I changed the function name to getSizeInBits() so that out of tree targets that rebase LLVM past the removal of getSize() and get it added back again won't be surprised by a different size being returned by a function with the same name.

rafauler updated this revision to Diff 328687.Mar 5 2021, 4:26 PM

clang format

For targets that make use of HW modes, register sizes are specific to a subtarget.

+1

I'm not ignoring the HW mode stuff, I added a short explanation in the comments instructing users to give TargetRegisterInfo a try if they can but that's all I could think of. Last time I checked, I couldn't access TargetRegisterInfo as a library user because everything is accessible only to code living inside libTarget, which itself exposes only a limited high-level interface to the outside world, such as "run backend passes". If there is a way to get this info as a library user, I'll be happy to do it. Let me know if it is possible and I'll try to hack BOLT code to get to it.

Matt added a subscriber: Matt.Mar 12 2021, 7:30 AM
kparzysz accepted this revision.Mar 17 2021, 11:21 AM

I'm inclined to accept this as is. There is definitely a limitation here that cannot be easily worked around.

I'm wondering about moving the HW mode feature to MCSubtargetInfo at some point...

This revision is now accepted and ready to land.Mar 17 2021, 11:21 AM

I'm inclined to accept this as is. There is definitely a limitation here that cannot be easily worked around.

Well the usage in https://github.com/facebookincubator/BOLT/blob/master/src/Target/X86/X86MCPlusBuilder.cpp#L1417 is a bit strange (at least my impression when reading the code comment the goal is to find out the width of a memory access and that is done by looking at register sizes). It might give wrong result for sextloads etc if X86 is doing such things. But I'm not sure if that can be done in any other way.

So I'm inclined to accept this as well. And I think it looks much better now after the cleanups, getting rid of the weird rounding down when converting bits-to-bytes that was there in the past.

This revision was landed with ongoing or failed builds.Mar 23 2021, 3:05 PM
This revision was automatically updated to reflect the committed changes.

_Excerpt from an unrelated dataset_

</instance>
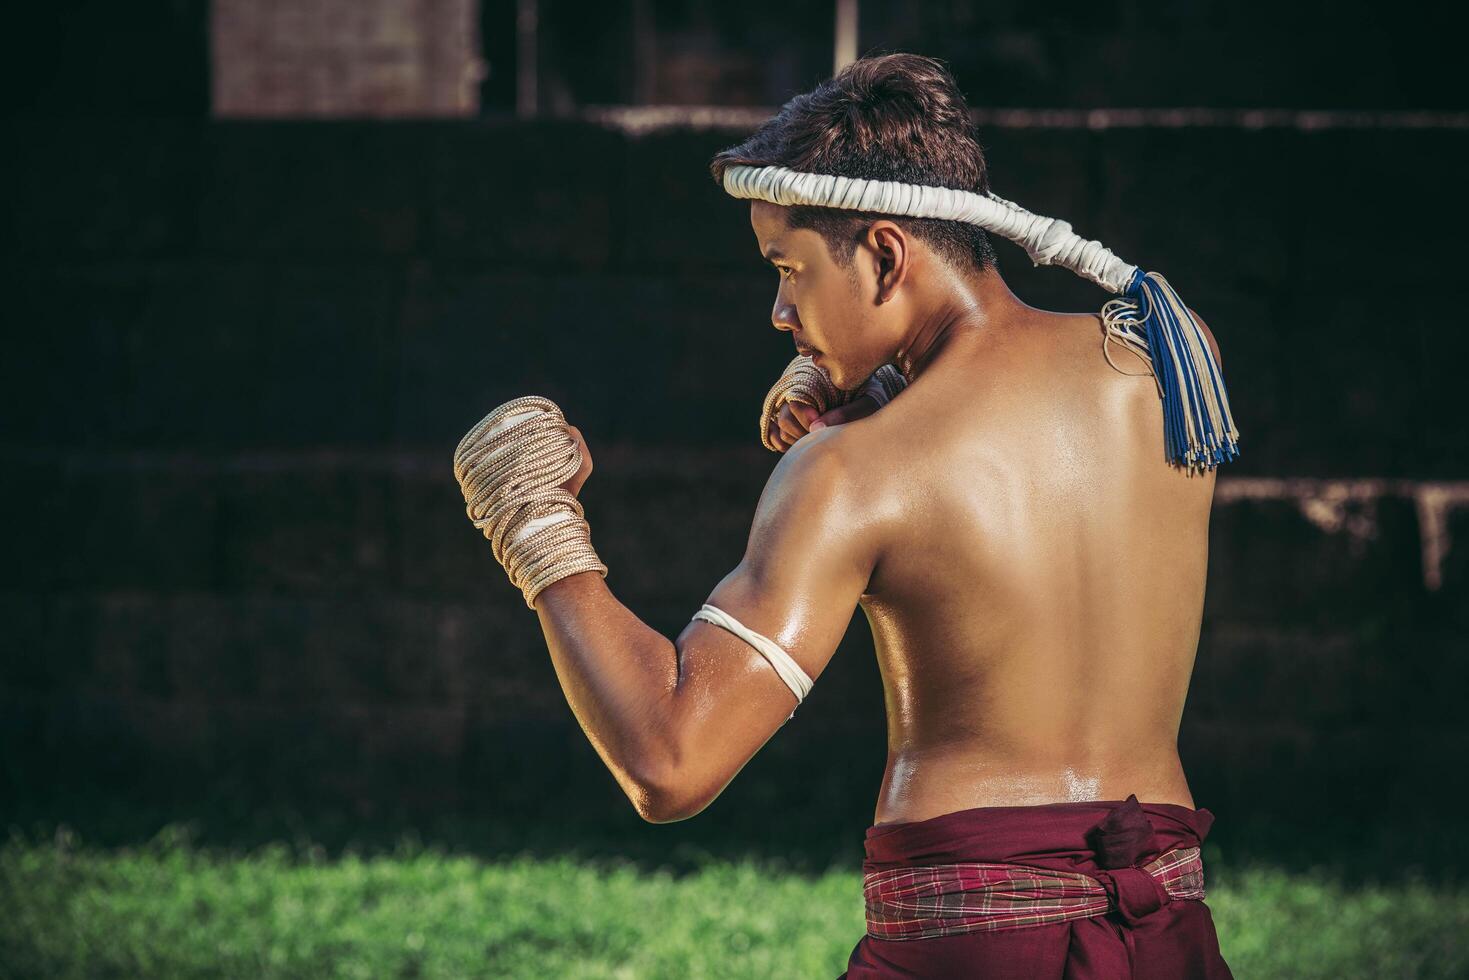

If you need this I'd rather "add the needed support" than doing it as a revert

Sounds good, let me work on that a little bit.

Regarding where is this used, the dependency of BOLT on this interface is a single line here:
https://github.com/facebookincubator/BOLT/blob/master/src/MCPlusBuilder.cpp#L445
and here
https://github.com/facebookincubator/BOLT/blob/master/src/Target/X86/X86MCPlusBuilder.cpp#L1417

BOLT offers a framework for running dataflow analyses on binaries. We use it to perform shrinkwrapping, for example. For this to happen, we need to know the register size when analyzing an MCInst to figure out how wide is the load or store to stack. With this information, we build a model of which bytes of the stack are being used and how, and if we have enough information to move load/stores to colder positions.

This register size information is exposed inside BOLT though an interface that abstracts away all target information. When writing a pass in BOLT, you may query, then, whether registers alias with each other and their size. As you can imagine, this is provided by MC. BOLT builds the size information straight out of the tablegen'd specs of the target though MC. I tried to move this logic to use TRI, but TRI is only available to code living inside libTarget. To an external tool like BOLT that relies a lot on the MC library, it is not possible to fetch it though libTarget unless we create an interface in libTarget to expose this information, which I think would be awkward.

@rafaelauler I have a question about that, if I want to use this patch to bolt, dose it means we need to change the code from "I->getSize()" to "I->getSizeInBits() / 8"
thanks in advance.

Yes. Also, I'll rebase BOLT soon (past this patch).